This is my first post. I have been experimenting with using synthetic data to train and optimize my trading strategies. My hope is this will significantly reduce over-fitting since the optimization is no longer done on historical data alone. Here is an outline of my process.
Load in-sample data
Generate synthetic data from in-sample data
Optimize trading strategy on synthetic data
Run strategy with optimal parameters on out of sample data real data
For each symbol, I generate 100 different sample paths or data sets from the in-sample data. The results so far have been very promising. My walk forward efficiency has improved dramatically in many cases more than double compared to traditional WFO. My in-sample performance is much more realistic and my out sample returns are better because the parameters are more stable.
The biggest drawback is this entire process is really tedious. I have to generate synthetic data for each in sample data block to avoid any look forward basis. There is also constant switching between Matlab and Multicharts.
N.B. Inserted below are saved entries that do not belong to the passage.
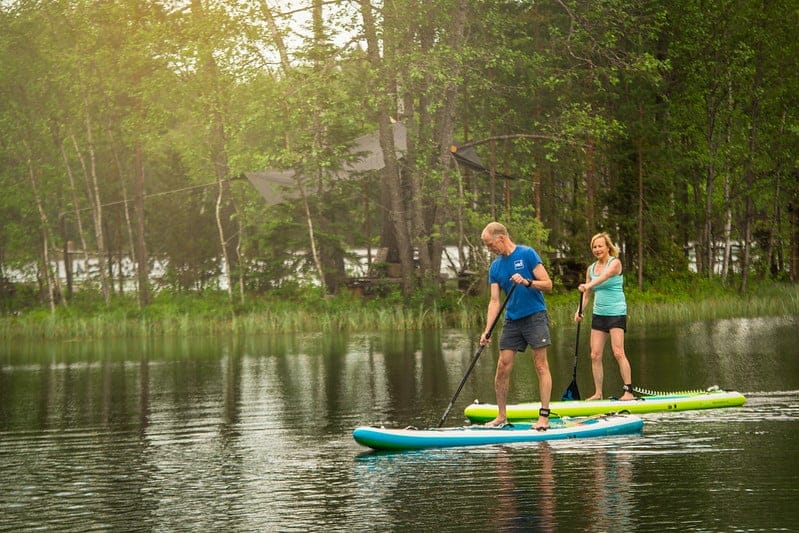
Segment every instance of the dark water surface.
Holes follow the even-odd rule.
[[[553,331],[553,396],[571,379],[574,335]],[[645,415],[629,437],[394,454],[352,440],[360,424],[436,425],[476,337],[4,346],[0,530],[799,529],[799,317],[628,335],[636,384],[719,385],[743,392],[742,408]],[[463,423],[470,401],[494,400],[495,348],[447,425]],[[620,393],[609,353],[605,380]],[[537,397],[528,352],[510,400]]]

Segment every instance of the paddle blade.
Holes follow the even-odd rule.
[[[564,391],[563,396],[560,397],[564,402],[570,402],[580,399],[580,390],[577,388],[577,381],[572,380],[569,387]]]

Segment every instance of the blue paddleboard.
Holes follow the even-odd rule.
[[[608,414],[552,419],[550,428],[545,431],[533,429],[530,423],[514,423],[501,428],[480,425],[434,429],[360,426],[355,428],[352,436],[358,444],[374,450],[419,450],[625,435],[640,432],[643,425],[643,420],[635,415]]]

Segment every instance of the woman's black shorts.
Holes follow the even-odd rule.
[[[591,318],[591,329],[598,329],[605,333],[610,333],[614,328],[623,329],[627,331],[627,315],[620,316],[602,316],[594,315]]]

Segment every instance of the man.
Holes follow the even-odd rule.
[[[551,340],[543,292],[552,290],[552,280],[538,252],[529,246],[515,244],[507,228],[499,222],[489,223],[480,238],[486,248],[497,254],[497,258],[488,270],[491,299],[488,302],[486,327],[480,336],[482,346],[488,344],[488,330],[499,315],[500,289],[508,294],[513,284],[520,285],[508,300],[502,336],[499,339],[499,361],[494,377],[499,410],[497,417],[486,425],[502,426],[507,423],[508,385],[514,357],[516,352],[523,352],[527,346],[530,346],[533,349],[533,362],[541,394],[541,409],[538,411],[538,421],[533,427],[538,430],[548,429],[552,375],[547,361],[547,346],[551,344]]]

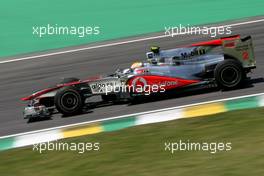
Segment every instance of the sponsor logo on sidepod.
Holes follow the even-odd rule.
[[[145,87],[147,85],[147,81],[143,77],[137,77],[132,81],[132,86],[136,87],[138,83],[142,83],[142,87]]]

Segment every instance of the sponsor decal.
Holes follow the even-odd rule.
[[[198,55],[203,55],[205,54],[205,49],[194,49],[193,51],[191,52],[184,52],[184,53],[181,53],[181,56],[182,58],[190,58],[190,57],[193,57],[193,56],[198,56]]]
[[[137,87],[138,85],[145,87],[147,85],[147,81],[143,77],[137,77],[132,81],[132,86]]]
[[[248,58],[249,58],[249,56],[248,56],[248,52],[247,52],[247,51],[244,51],[244,52],[242,53],[242,57],[243,57],[244,60],[248,60]]]

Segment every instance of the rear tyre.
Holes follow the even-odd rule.
[[[240,62],[227,59],[217,64],[214,76],[220,88],[233,89],[242,83],[245,72]]]
[[[54,98],[57,110],[66,116],[79,114],[84,106],[84,98],[77,88],[70,86],[60,89]]]

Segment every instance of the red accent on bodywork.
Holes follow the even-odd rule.
[[[198,42],[198,43],[192,44],[191,46],[220,46],[225,40],[234,40],[234,39],[239,39],[239,38],[240,38],[240,35],[235,35],[235,36],[224,37],[224,38],[220,38],[216,40]]]
[[[235,47],[235,42],[226,43],[224,45],[224,47],[226,47],[226,48],[234,48]]]
[[[244,51],[244,52],[242,53],[242,57],[243,57],[244,60],[248,60],[248,58],[249,58],[249,56],[248,56],[248,52],[247,52],[247,51]]]
[[[101,79],[101,78],[102,78],[101,76],[94,76],[94,77],[90,77],[89,79],[86,79],[83,81],[76,81],[76,82],[65,83],[65,84],[57,84],[55,87],[43,89],[43,90],[38,91],[38,92],[36,92],[30,96],[23,97],[20,100],[22,100],[22,101],[32,100],[32,99],[35,99],[35,98],[37,98],[43,94],[52,92],[54,90],[60,89],[60,88],[65,87],[65,86],[72,86],[72,85],[77,85],[77,84],[81,84],[81,83],[88,83],[90,81],[94,81],[94,80]]]
[[[54,88],[44,89],[44,90],[41,90],[41,91],[39,91],[39,92],[36,92],[36,93],[34,93],[34,94],[30,95],[30,96],[27,96],[27,97],[21,98],[20,100],[22,100],[22,101],[32,100],[32,99],[34,99],[34,98],[36,98],[36,97],[39,97],[40,95],[43,95],[43,94],[49,93],[49,92],[54,91],[54,90],[59,89],[59,88],[60,88],[60,87],[54,87]]]
[[[144,74],[144,73],[148,72],[148,69],[147,69],[147,68],[136,68],[136,69],[134,70],[134,72],[135,72],[136,74]]]
[[[143,76],[135,76],[131,78],[130,80],[128,80],[127,84],[128,86],[136,88],[137,86],[142,86],[142,83],[144,83],[144,81],[150,87],[153,85],[157,85],[157,86],[164,85],[165,90],[179,88],[200,82],[199,80],[187,80],[187,79],[167,77],[167,76],[143,75]]]

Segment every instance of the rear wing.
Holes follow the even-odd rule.
[[[233,40],[223,40],[225,57],[238,59],[244,68],[255,68],[256,60],[251,36]]]
[[[224,37],[216,40],[194,43],[182,48],[160,50],[158,46],[151,47],[151,52],[146,53],[147,59],[152,62],[159,61],[163,57],[173,57],[188,59],[197,55],[203,55],[210,52],[215,47],[222,47],[222,54],[225,59],[238,60],[243,68],[256,68],[256,60],[251,36],[241,38],[240,35]]]
[[[240,35],[224,37],[217,40],[192,44],[191,46],[221,46],[225,58],[237,59],[244,68],[255,68],[256,60],[251,36],[241,38]]]

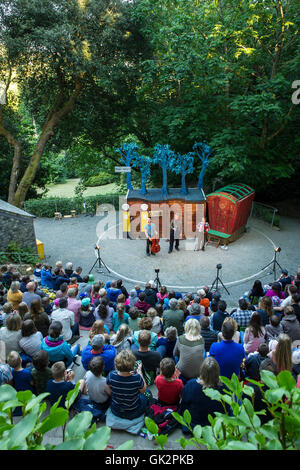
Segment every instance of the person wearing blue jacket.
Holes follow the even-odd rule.
[[[89,363],[93,357],[101,356],[104,360],[104,373],[114,369],[115,357],[117,351],[111,344],[105,344],[103,335],[95,335],[91,341],[82,351],[81,363],[85,370],[89,370]]]
[[[45,264],[41,270],[41,286],[48,289],[54,289],[55,276],[51,273],[51,268]]]
[[[41,349],[47,351],[50,364],[63,361],[66,367],[74,362],[77,355],[81,355],[79,344],[71,348],[70,344],[63,340],[62,324],[59,321],[53,321],[49,326],[49,333],[41,344]]]

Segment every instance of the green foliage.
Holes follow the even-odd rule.
[[[265,222],[272,223],[276,227],[280,227],[280,216],[275,214],[273,216],[273,210],[269,209],[263,205],[257,204],[254,202],[252,216],[257,217],[258,219],[262,219]]]
[[[28,263],[35,264],[40,260],[31,247],[20,247],[18,242],[10,242],[5,251],[0,251],[0,263]]]
[[[17,392],[10,385],[0,387],[0,449],[1,450],[105,450],[110,439],[110,428],[97,429],[92,423],[92,413],[83,411],[70,418],[70,408],[79,390],[79,382],[65,401],[65,408],[59,406],[60,399],[45,410],[43,393],[34,395],[31,391]],[[15,424],[13,410],[20,406],[22,417]],[[44,435],[56,428],[63,428],[63,441],[58,445],[44,444]],[[119,450],[131,449],[132,441],[125,442]]]
[[[115,180],[115,175],[101,171],[98,175],[90,176],[85,181],[85,186],[102,186],[104,184],[113,183]]]
[[[192,435],[177,441],[183,449],[187,446],[208,450],[300,449],[300,389],[296,388],[291,372],[282,371],[275,376],[270,371],[261,371],[262,382],[250,380],[259,387],[266,410],[271,415],[271,420],[265,424],[261,424],[260,416],[265,415],[266,410],[255,411],[253,408],[253,388],[243,387],[235,374],[231,380],[226,377],[220,379],[225,385],[223,393],[209,388],[204,390],[205,395],[221,402],[224,407],[224,413],[208,416],[210,426],[197,425],[192,429],[188,410],[183,417],[172,413]],[[231,408],[231,414],[226,406]],[[152,429],[153,423],[148,425]]]
[[[85,204],[85,207],[84,207]],[[54,212],[62,215],[76,214],[95,215],[97,206],[100,204],[112,204],[115,209],[119,208],[119,196],[117,194],[99,194],[85,197],[49,197],[42,199],[29,199],[25,203],[26,211],[37,217],[54,217]]]

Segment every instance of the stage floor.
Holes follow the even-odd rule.
[[[37,238],[44,243],[50,264],[54,266],[57,260],[72,261],[74,268],[82,266],[84,273],[90,271],[96,260],[94,245],[99,240],[101,257],[110,273],[106,269],[98,273],[95,267],[92,271],[95,279],[106,282],[122,278],[128,289],[135,284],[143,287],[145,282],[154,280],[154,270],[158,268],[161,284],[169,289],[196,291],[203,285],[211,286],[216,277],[216,265],[221,263],[220,277],[232,298],[248,289],[255,279],[261,279],[263,284],[272,282],[271,269],[261,270],[272,260],[278,245],[282,247],[278,257],[282,268],[291,272],[298,269],[295,256],[298,219],[282,218],[281,231],[258,219],[249,219],[247,231],[229,244],[227,251],[208,245],[205,252],[194,252],[194,240],[183,240],[179,252],[168,254],[168,243],[161,240],[161,251],[151,257],[146,256],[145,240],[112,239],[110,232],[114,229],[103,222],[104,219],[96,216],[62,221],[42,218],[35,220],[35,230]],[[279,276],[279,269],[277,273]]]

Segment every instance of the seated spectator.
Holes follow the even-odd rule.
[[[217,304],[212,302],[212,309],[216,306],[217,310],[213,313],[211,317],[211,327],[214,331],[219,333],[222,329],[223,321],[229,314],[226,312],[227,304],[225,300],[219,300]]]
[[[118,332],[111,337],[110,344],[116,348],[116,352],[119,354],[123,349],[131,348],[131,337],[132,334],[129,326],[123,323],[118,329]]]
[[[287,288],[287,297],[281,301],[278,307],[274,307],[275,313],[283,313],[285,307],[288,307],[289,305],[292,304],[292,296],[294,294],[297,294],[296,286],[289,284],[288,286],[286,286],[286,288]]]
[[[50,302],[50,297],[48,297],[48,295],[42,298],[42,307],[44,309],[44,312],[47,313],[47,315],[50,316],[52,314],[53,303]]]
[[[39,287],[39,285],[38,285],[38,283],[37,283],[36,281],[33,281],[33,282],[34,282],[34,285],[35,285],[35,291],[34,291],[34,293],[37,294],[37,295],[39,295],[41,299],[42,299],[43,297],[46,297],[48,294],[46,294],[46,292],[43,292],[43,291],[40,289],[40,287]]]
[[[36,329],[42,333],[43,337],[48,334],[50,318],[43,310],[40,297],[31,301],[29,312],[24,315],[24,320],[33,320]]]
[[[150,304],[145,302],[145,298],[146,298],[145,292],[141,292],[139,294],[139,300],[134,304],[134,307],[138,308],[139,310],[144,312],[144,314],[146,315],[146,313],[148,312],[148,310],[151,306],[150,306]]]
[[[200,335],[201,327],[198,320],[190,319],[184,326],[184,334],[179,335],[174,347],[174,356],[180,379],[185,383],[188,379],[198,377],[204,359],[204,340]]]
[[[77,284],[77,277],[71,277],[70,278],[70,283],[68,284],[68,293],[70,290],[75,291],[75,297],[78,295],[78,284]]]
[[[152,331],[152,326],[153,326],[153,323],[150,317],[144,317],[139,320],[139,330],[135,331],[132,336],[132,341],[133,341],[133,345],[131,347],[132,350],[138,349],[139,347],[138,338],[139,338],[140,331],[148,330],[151,336],[151,342],[150,342],[149,348],[152,351],[155,351],[156,344],[157,344],[157,334],[154,333],[154,331]]]
[[[30,282],[30,276],[26,274],[26,276],[21,277],[21,282],[20,282],[20,291],[22,294],[27,291],[27,284]]]
[[[267,358],[269,352],[266,343],[260,343],[257,352],[250,353],[244,360],[245,378],[252,380],[260,380],[260,365]]]
[[[13,386],[13,376],[11,373],[11,368],[8,364],[4,363],[5,360],[0,362],[0,386],[8,384]]]
[[[232,338],[234,327],[230,322],[224,322],[222,325],[223,341],[213,343],[209,354],[213,356],[220,366],[220,375],[231,379],[235,373],[240,375],[240,367],[245,357],[245,351],[241,344],[235,343]]]
[[[33,270],[33,278],[34,280],[40,284],[41,283],[41,270],[42,270],[42,263],[36,263],[35,268]]]
[[[145,302],[150,305],[150,307],[155,308],[156,302],[157,302],[157,289],[155,287],[155,284],[153,281],[147,282],[145,285]]]
[[[160,406],[178,406],[183,389],[182,380],[174,377],[175,362],[170,357],[160,361],[160,374],[155,378]]]
[[[128,311],[128,315],[129,315],[128,326],[130,330],[132,331],[132,333],[134,333],[135,331],[139,330],[140,312],[136,307],[130,307]]]
[[[204,315],[204,312],[201,311],[201,305],[198,302],[194,302],[189,306],[188,309],[188,316],[185,318],[185,321],[189,320],[190,318],[195,318],[196,320],[200,321]]]
[[[65,277],[67,277],[67,276],[66,276],[66,272],[65,272],[65,270],[64,270],[64,268],[63,268],[63,262],[62,262],[62,261],[60,261],[60,260],[59,260],[59,261],[56,261],[56,263],[55,263],[55,269],[59,269],[59,275],[60,275],[60,276],[65,276]]]
[[[92,285],[89,283],[89,276],[83,276],[82,281],[78,283],[78,296],[83,292],[87,292],[89,297],[92,292]]]
[[[65,274],[68,278],[70,278],[73,274],[73,263],[71,263],[70,261],[68,263],[66,263],[66,269],[65,269]]]
[[[206,291],[204,289],[199,289],[197,294],[200,299],[200,306],[201,308],[204,308],[203,314],[205,316],[209,316],[209,299],[206,296]]]
[[[55,276],[51,273],[51,267],[49,264],[44,264],[41,270],[41,286],[47,287],[47,289],[54,289]]]
[[[102,320],[96,320],[89,332],[89,343],[95,335],[103,335],[105,342],[110,343],[109,329]]]
[[[15,312],[20,315],[21,320],[23,321],[26,313],[29,312],[27,304],[25,302],[21,302],[17,310],[15,310]]]
[[[93,326],[96,320],[94,311],[95,307],[91,305],[91,299],[89,297],[82,299],[81,308],[79,310],[79,325],[85,328]]]
[[[164,303],[164,299],[167,299],[169,297],[169,292],[166,286],[161,286],[159,292],[156,294],[156,297],[159,303]]]
[[[7,292],[7,302],[12,304],[14,310],[22,302],[22,297],[23,293],[20,291],[20,283],[18,281],[12,282]]]
[[[132,289],[129,294],[129,307],[134,307],[134,304],[138,301],[138,296],[135,289]]]
[[[110,405],[110,397],[106,389],[106,378],[103,377],[104,360],[95,356],[89,362],[89,370],[84,376],[86,391],[93,405],[103,413]]]
[[[79,284],[80,282],[83,282],[83,278],[81,277],[82,274],[82,267],[77,266],[75,271],[72,273],[72,277],[76,277],[77,283]]]
[[[151,333],[149,330],[141,330],[138,336],[138,349],[134,349],[132,352],[135,355],[137,361],[142,361],[146,372],[151,374],[151,378],[154,379],[161,356],[159,352],[152,351],[149,346],[151,343]]]
[[[250,305],[258,305],[262,297],[265,295],[265,290],[262,286],[262,283],[259,279],[254,281],[252,288],[247,294],[247,300]]]
[[[291,278],[291,276],[289,276],[289,273],[288,273],[287,269],[283,269],[281,271],[281,275],[277,279],[276,282],[279,282],[281,284],[281,288],[282,288],[283,291],[285,289],[285,286],[292,283],[292,278]]]
[[[36,326],[32,320],[24,320],[21,327],[22,338],[19,341],[21,348],[21,357],[23,364],[32,362],[33,356],[40,351],[43,341],[43,335],[37,331]],[[23,354],[25,355],[23,357]],[[26,357],[27,356],[27,357]]]
[[[61,274],[60,268],[54,269],[55,279],[53,280],[53,289],[59,291],[62,284],[69,283],[70,279],[66,275]]]
[[[141,365],[134,373],[135,356],[124,349],[115,358],[115,368],[109,373],[106,383],[111,396],[111,412],[124,419],[135,419],[143,415],[148,400],[144,396],[146,383],[142,376]]]
[[[155,308],[150,307],[147,311],[147,317],[151,318],[152,320],[152,328],[151,331],[156,333],[157,335],[161,333],[162,330],[162,322],[160,317],[157,315],[157,311]]]
[[[122,291],[122,294],[125,295],[125,299],[127,300],[129,298],[129,294],[127,292],[127,289],[125,286],[123,286],[123,281],[122,279],[117,280],[117,289],[120,289]]]
[[[177,300],[177,308],[178,308],[178,310],[183,311],[184,318],[186,318],[189,312],[187,310],[187,304],[186,304],[186,301],[184,299],[178,299]],[[157,310],[157,307],[156,307],[156,310]]]
[[[75,323],[74,312],[68,310],[68,300],[65,297],[59,299],[59,308],[52,312],[52,321],[59,321],[62,326],[64,341],[70,341],[72,336],[79,336],[78,323]]]
[[[253,312],[250,318],[249,326],[244,334],[245,353],[249,354],[258,350],[258,346],[265,341],[265,328],[261,324],[261,316]]]
[[[68,393],[75,388],[74,383],[74,372],[72,370],[66,370],[66,366],[63,361],[58,361],[51,367],[52,379],[48,380],[46,386],[46,392],[50,395],[47,397],[51,405],[54,405],[60,398],[59,406],[65,408],[65,402]],[[78,402],[82,393],[85,389],[85,382],[83,379],[80,380],[79,393],[75,399]],[[74,405],[73,405],[74,407]]]
[[[67,309],[71,310],[71,312],[74,313],[74,321],[75,323],[79,323],[79,317],[80,317],[80,308],[81,308],[81,302],[80,300],[76,299],[76,289],[75,288],[69,288],[68,289],[68,305]]]
[[[106,287],[106,286],[107,284],[105,285],[107,297],[109,298],[110,302],[116,303],[118,296],[122,294],[121,289],[117,288],[117,282],[111,281],[110,287]]]
[[[70,367],[75,362],[76,356],[81,355],[81,349],[79,344],[71,348],[70,344],[64,341],[62,329],[61,322],[53,321],[48,335],[43,338],[41,349],[47,351],[51,365],[54,362],[63,361],[66,367]]]
[[[261,316],[262,325],[268,325],[270,323],[270,318],[274,313],[271,297],[264,295],[259,301],[256,311]]]
[[[201,336],[204,339],[204,349],[209,352],[209,349],[213,343],[218,341],[218,335],[215,331],[210,329],[210,318],[202,317],[200,320]]]
[[[240,332],[238,330],[239,327],[238,327],[237,322],[232,317],[226,317],[224,322],[229,322],[229,323],[232,324],[232,326],[234,328],[234,335],[232,337],[232,341],[234,341],[235,343],[240,343],[241,342],[241,335],[240,335]],[[220,331],[220,333],[218,333],[218,341],[222,341],[223,339],[224,338],[223,338],[223,335],[222,335],[222,331]]]
[[[139,285],[134,286],[136,295],[139,296],[142,291],[141,287]]]
[[[19,341],[22,338],[22,320],[17,313],[10,313],[6,317],[5,326],[0,328],[0,340],[5,343],[6,359],[11,351],[21,352]]]
[[[215,343],[217,344],[217,343]],[[213,388],[220,393],[224,386],[220,382],[220,367],[213,357],[207,357],[201,364],[199,377],[189,380],[182,390],[180,414],[188,410],[191,415],[191,428],[208,426],[208,416],[214,413],[224,413],[222,403],[212,400],[203,392],[205,388]],[[186,428],[182,429],[184,432]]]
[[[183,322],[184,322],[184,313],[182,310],[177,308],[178,301],[177,299],[171,299],[169,302],[169,309],[165,310],[163,313],[163,330],[169,326],[175,326],[177,329],[178,335],[182,335],[184,331]]]
[[[177,341],[177,330],[175,326],[169,326],[166,329],[165,335],[157,339],[156,351],[159,352],[161,357],[173,358],[173,351]]]
[[[46,392],[47,382],[52,379],[52,371],[49,367],[49,354],[47,351],[40,350],[32,358],[33,368],[31,375],[36,394]]]
[[[118,304],[117,311],[114,312],[112,316],[112,330],[115,333],[117,333],[122,323],[126,323],[128,325],[129,315],[124,310],[125,310],[124,304]]]
[[[271,288],[267,290],[266,296],[271,297],[273,307],[278,307],[280,305],[280,300],[285,299],[283,289],[279,282],[273,282]]]
[[[280,318],[277,315],[272,315],[270,318],[270,324],[265,326],[266,334],[265,340],[269,343],[272,340],[278,340],[279,335],[282,333],[282,326],[280,324]]]
[[[14,312],[14,309],[13,309],[12,304],[10,302],[5,302],[5,304],[3,304],[2,306],[2,311],[0,312],[1,326],[5,326],[7,316],[13,312]],[[18,312],[18,310],[16,310],[15,312]]]
[[[300,324],[295,315],[294,309],[288,305],[284,309],[284,317],[281,320],[282,332],[287,334],[291,341],[300,340]]]
[[[35,390],[31,371],[29,369],[23,369],[20,354],[17,351],[11,351],[8,355],[7,363],[13,369],[13,387],[17,392],[30,390],[34,393]]]
[[[85,370],[88,370],[90,360],[96,356],[103,357],[105,374],[114,368],[116,348],[111,344],[105,344],[103,335],[95,335],[91,340],[91,344],[87,344],[83,349],[81,363]]]
[[[25,291],[22,296],[22,302],[25,302],[27,307],[30,308],[31,301],[33,299],[37,299],[39,295],[35,294],[36,287],[34,282],[28,282],[28,284],[26,284],[26,289],[27,291]]]
[[[239,306],[235,312],[231,313],[231,317],[237,322],[240,328],[247,328],[252,313],[253,310],[251,310],[249,302],[247,302],[246,299],[239,299]]]
[[[113,327],[113,314],[114,309],[108,305],[106,299],[102,299],[98,307],[96,307],[95,318],[96,320],[102,320],[109,331],[111,331]]]
[[[294,294],[292,296],[292,303],[294,314],[297,317],[298,322],[300,323],[300,294]]]
[[[15,272],[15,267],[12,264],[9,264],[6,267],[5,272],[2,274],[1,282],[4,285],[4,287],[6,287],[6,289],[10,288],[10,285],[11,285],[12,280],[13,280],[14,272]]]
[[[278,343],[270,353],[270,359],[274,362],[278,373],[283,370],[292,371],[292,342],[288,335],[284,333],[279,335]]]
[[[61,299],[62,297],[67,298],[68,297],[68,284],[66,282],[63,282],[60,285],[60,289],[56,291],[56,298]]]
I load my in-sample data into Matlab and use it to create my synthetic data. Matlab then exports the newly created data to text files which I map back to Multicharts through ASCII mapping. I use the portfolio back tester to get the optimal trading parameters and then I run those parameters on my out of sample test.
First, I was wondering if anything I can do to make this process less painful. Would I be able to automate this process if I switch to NinjaTrader? Second, I want to improve the way my synthetic data is created. I believe creating realistic synthetic data is essential. If anyone wants I can post the Matlab code that I'm currently using to generate the data.